I'm working on speech in conversational speaking turns and want to extract words that are repeated across turns. The task I'm grappling with is to extract words that inexactly repeated.
Data:
X <- data.frame(
speaker = c("A","B","A","B"),
speech = c("i'm gonna take a look you okay with that",
"sure looks good we can take a look you go first",
"okay last time I looked was different i think that is it yeah",
"yes you're right i think that's it"), stringsAsFactors = F
)
I have a for
loop that successfully extracts exact repetitions:
# initialize vectors:
pattern1 <- c()
extracted1 <- c()
# run `for` loop:
library(stringr)
for(i in 2:nrow(X)){
# define each 'speech` element as a pattern for the next `speech` element:
pattern1[i-1] <- paste0("\\b(", paste0(unlist(str_split(X$speech[i-1], " ")), collapse = "|"), ")\\b")
# extract all matched words:
extracted1[i] <- str_extract_all(X$speech[i], pattern1[i-1])
}
# result:
extracted1
[[1]]
NULL
[[2]]
[1] "take" "a" "look" "you"
[[3]]
character(0)
[[4]]
[1] "i" "think" "that" "it"
However, I also want to extract inexact repetitions.

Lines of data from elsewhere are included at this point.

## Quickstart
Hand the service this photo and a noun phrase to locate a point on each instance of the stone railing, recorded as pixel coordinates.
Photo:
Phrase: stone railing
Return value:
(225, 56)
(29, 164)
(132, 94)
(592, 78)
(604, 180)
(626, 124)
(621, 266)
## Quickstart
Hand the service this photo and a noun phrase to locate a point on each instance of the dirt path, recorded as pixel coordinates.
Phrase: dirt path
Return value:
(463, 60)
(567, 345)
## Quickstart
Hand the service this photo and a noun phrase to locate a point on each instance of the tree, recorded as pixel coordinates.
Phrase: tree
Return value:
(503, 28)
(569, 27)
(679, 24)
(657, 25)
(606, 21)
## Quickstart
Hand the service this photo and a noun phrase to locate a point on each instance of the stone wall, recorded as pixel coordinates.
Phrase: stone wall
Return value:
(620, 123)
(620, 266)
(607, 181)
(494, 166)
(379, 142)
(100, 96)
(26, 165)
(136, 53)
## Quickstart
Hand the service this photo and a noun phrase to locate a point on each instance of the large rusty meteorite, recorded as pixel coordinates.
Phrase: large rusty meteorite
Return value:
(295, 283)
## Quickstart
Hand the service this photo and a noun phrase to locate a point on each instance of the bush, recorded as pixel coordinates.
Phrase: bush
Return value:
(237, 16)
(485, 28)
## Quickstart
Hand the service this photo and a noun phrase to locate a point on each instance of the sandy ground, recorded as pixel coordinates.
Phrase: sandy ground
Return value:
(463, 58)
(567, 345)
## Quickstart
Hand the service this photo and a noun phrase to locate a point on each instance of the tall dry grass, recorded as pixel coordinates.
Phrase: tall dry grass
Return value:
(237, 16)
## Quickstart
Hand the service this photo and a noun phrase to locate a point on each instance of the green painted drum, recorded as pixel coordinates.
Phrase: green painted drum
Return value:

For example, looks
in row #2 is an inexact repetition of look
in row #1, looked
in row #3 fuzzily repeats looks
in row #2, and yes
in row #4 is an approximate match of yeah
in row #3.
I've recently come across agrep
, which is used for approximate matching, but I don't know how to use it here or whether it's the right way to go at all. Any help is greatly appreciated.
Note that the actual data comprises thousands of speaking turns with highly unpredictable content so that it's not possible to define a list of all possible variants beforehand.